"Introduction to Jupyter Notebooks" by Steve Biggs

Presented at the University of York Physics Coding Club, 13 October 2017

Available online at: http://www-users.york.ac.uk/~snb519/coding-club-jupyter/jupyter-notebooks.html

Introduction

Preamble

This document is a guide of how to install and set up jupyter notebooks as a scientific research record (or "lab book"). This guide assumes the use of a Linux-based OS but most of it is probably applicable to other OS. All the files for this session, including this notebook itself, are available here.

The Jupyter notebook (formerly iPython notebooks) is a web-based application. This means that you run a notebook server (the default is for this to be on your local machine), connect to it using your web browser, and all the functionality is accessible via mouse and keyboard input through your browser.

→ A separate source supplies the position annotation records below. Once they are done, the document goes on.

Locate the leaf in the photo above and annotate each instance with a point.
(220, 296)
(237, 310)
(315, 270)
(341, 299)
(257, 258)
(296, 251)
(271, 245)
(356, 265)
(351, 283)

Jupyter notebooks are particularly useful as scientific lab books when you are doing computational physics and/or lots of data analysis using computational tools. This is because, with Jupyter notebooks, you can:

  • Record the code you write in a notebook as you manipulate your data. This is useful to remember what you've done, repeat it if necessary, etc.

  • Graphs and other figures are rendered directly in the notebook so there's no more printing to paper, cutting and pasting as you would have with paper notebooks or copying and pasting as you would have with other electronic notebooks.

  • You can have dynamic data visualizations, e.g. animations, which is simply not possible with a paper lab book.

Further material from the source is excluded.